Sorry for the muddled explanation, in retrospect I should have just pointed to Mark’s earlier post

22. Anonymous

it’s the most credible attempt that I’ve ever seen, and it’s getting some preliminary favorable feedback from big-names in complexity theory. In fact, one of the biggest names in complexity theory, Stephen Cook, has apparently said that it should be taken seriously. If Cook thinks it’s credible, then it’s damn-well credible.

It’s not actually getting any favorable feedback: I don’t know of any expert who has said anything better than a vague, non-committal comment publicly, and several (such as Scott Aaronson) have made very negative comments. In private, a bunch more people are very pessimistic, and nobody seems to be optimistic.

As quoted by Greg Baker in his initial blog post that broke the story, Cook’s comment is that the proof “appears to be a relatively serious claim to have solved P vs. NP.” That’s hardly a ringing endorsement. This is part of what’s been driving me nuts: everyone keeps repeating the word “serious”, but it’s getting totally misinterpreted by non-experts. What you’re actually seeing is an awkward dance around the issue of who Deolalikar is. What “serious” means is “yeah, we never heard of him until this weekend either, but he seems to have an actual Ph.D. and some publications, and his paper doesn’t look like crackpot work.” That’s certainly better than the alternative, but it’s not evidence in favor of the proof’s validity, just an attempt to keep people from jumping to unfair negative conclusions. In this case, I think it is unfortunately making non-experts jump to unjustified positive conclusions.

23. James Birkett

A little nitpick: You say: “We can talk about constant-time algorithms; sub-linear time algorithms; linear time; quadratic time; etc.” but I think this is slightly misleading.

If a problem can be solved in sub-linear time, then the result of that computation does not depend on the entire input, since reading the input takes linear time. This class of problems exists (e.g. the language of strings which begin with some fixed prefix) but it is not generally a very useful class.

In contrast, constant space or log-space are much more interesting complexity classes, but you focused only on the running time in your article.

1. MarkCC

There are lots of sub-linear-time algorithms that are incredibly useful: in particular, think of the class O(lg n), which includes
many search algorithms, from binary search to union-find.

1. James Birkett

My mistake; I’m thinking in terms of turing machines where you can’t skip over parts of the input that you’re not interested in – I retract my complaint.

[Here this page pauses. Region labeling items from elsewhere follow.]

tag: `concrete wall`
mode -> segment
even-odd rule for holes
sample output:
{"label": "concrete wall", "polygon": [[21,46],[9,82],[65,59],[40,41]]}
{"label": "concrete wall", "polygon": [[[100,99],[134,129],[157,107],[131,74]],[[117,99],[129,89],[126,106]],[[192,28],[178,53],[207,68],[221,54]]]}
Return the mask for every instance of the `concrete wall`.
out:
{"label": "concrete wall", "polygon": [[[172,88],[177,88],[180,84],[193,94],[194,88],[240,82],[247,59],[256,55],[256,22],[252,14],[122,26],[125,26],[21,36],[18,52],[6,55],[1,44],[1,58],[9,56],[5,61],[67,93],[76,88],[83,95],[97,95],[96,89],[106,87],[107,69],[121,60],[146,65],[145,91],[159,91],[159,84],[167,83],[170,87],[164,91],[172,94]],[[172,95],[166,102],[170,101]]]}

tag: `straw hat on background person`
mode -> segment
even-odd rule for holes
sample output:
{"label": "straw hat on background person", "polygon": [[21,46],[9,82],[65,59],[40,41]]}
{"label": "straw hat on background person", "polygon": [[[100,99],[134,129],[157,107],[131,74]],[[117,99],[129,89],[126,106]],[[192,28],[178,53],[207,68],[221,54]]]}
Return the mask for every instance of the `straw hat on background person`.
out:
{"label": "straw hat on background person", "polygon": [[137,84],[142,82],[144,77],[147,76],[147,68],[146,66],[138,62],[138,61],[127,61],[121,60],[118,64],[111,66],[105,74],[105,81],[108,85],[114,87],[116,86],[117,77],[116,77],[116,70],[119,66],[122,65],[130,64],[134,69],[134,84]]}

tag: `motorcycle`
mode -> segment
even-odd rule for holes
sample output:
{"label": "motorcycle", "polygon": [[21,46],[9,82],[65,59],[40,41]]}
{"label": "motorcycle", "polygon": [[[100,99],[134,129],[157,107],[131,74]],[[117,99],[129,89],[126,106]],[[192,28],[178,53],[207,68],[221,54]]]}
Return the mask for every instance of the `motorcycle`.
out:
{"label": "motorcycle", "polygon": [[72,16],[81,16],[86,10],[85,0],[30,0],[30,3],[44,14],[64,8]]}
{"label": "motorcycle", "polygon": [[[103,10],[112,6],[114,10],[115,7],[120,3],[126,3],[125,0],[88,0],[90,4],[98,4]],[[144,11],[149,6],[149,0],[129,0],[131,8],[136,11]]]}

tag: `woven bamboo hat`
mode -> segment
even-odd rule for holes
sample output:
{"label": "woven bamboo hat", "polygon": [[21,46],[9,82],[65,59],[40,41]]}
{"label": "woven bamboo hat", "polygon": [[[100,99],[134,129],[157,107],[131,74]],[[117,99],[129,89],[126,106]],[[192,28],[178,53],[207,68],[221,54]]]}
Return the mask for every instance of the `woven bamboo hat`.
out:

Incidentally, can you suggest a turing complete model of computation which is simple to understand the whole model at once (unlike real programming languages or machine architectures which get a bit too messy to do maths with) but gives more natural complexity bounds? Writing algorithms in pseudocode seems a little too informal.

1. Ørjan Johansen

You can at least reduce to a very minimal machine architecture with a single instruction. One such instruction is SUBLEQ which takes three operands:

SUBLEQ a b c

which means: subtract the value in address b from the value in address a, and store the result in a. If the result was negative, jump to address c. With this instruction you can do any computation provided you allow self-modifying code.

Also since there is only one instruction, you don’t actually need an instruction code in this machine language, just the operands.